The most obvious hazard for reporters is going native, echoing the jargon of the source. We see it in crime stories written in the stilted formalities of the police report. We see it in education stories that parrot educationese, in stories about government bureaucracies impenetrable enough to have been written by a bureaucrat.
This is bad, and it takes considerable time and editoral labor to English these texts, to convert the insider language into common language. But while going native in this sense is the most obvious failing, it may not be the most important one.

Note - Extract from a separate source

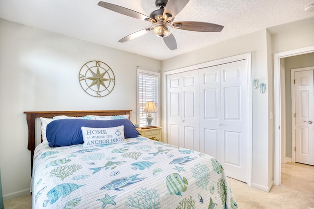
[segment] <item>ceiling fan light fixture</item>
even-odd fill
[[[164,38],[172,33],[173,26],[167,22],[156,23],[153,24],[150,29],[156,36]]]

If the writer is captured in the gravitational pull of the source, the story can begin to look like a public relations effort. You've seen them: the admiring and uncritical profile, the puff piece about the business venture that goes bust in six months, the political insider gossip smug about its connections even when the information is inconsequential, the hometown rah-rah. This is not advocacy journalism, which is upfront and straightforward about its intentions, but an unthinking promotion.  
There is a subtler danger. Over time, the writer can unconsciously adopt the source's worldview and priorities. What is important to the source becomes the matter of the stories rather than what might be of most interest to or import for the reader. There is no longer a gravitational pull being resisted, because the writer is now in orbit around the source. But the reader sees very quickly that "this was not written for me" and drops it. 
The writer will inevitably be closer to the source than to reader, even with engagement through social media. And the writer will also be close to the assigning editor, with the hazard that they will come to share blind spots in an editorial version of folie a deux
This we will have to police ourselves. Readers will complain to us about typographical errors and lapses in grammar, real and imagined. They will call us biased for publishing stories containing factual information they do not like to hear. But they will not let us know that we are no longer writing for them. They will simply drift away. 
What is needed (and you surely saw this coming a country mile away) is a corps of copy editors who are not engaged in the development of the story and who can therefore read it with the eyes of the reader, copy editors who are not merely production cogs for print and online, but editors who are expected and encouraged to raise questions, even troublesome ones. 
This is the method that has been proved over time to achieve quality.
Of course, if quality is not a priority, the quick, dirty, superficial, and dull method is readily available.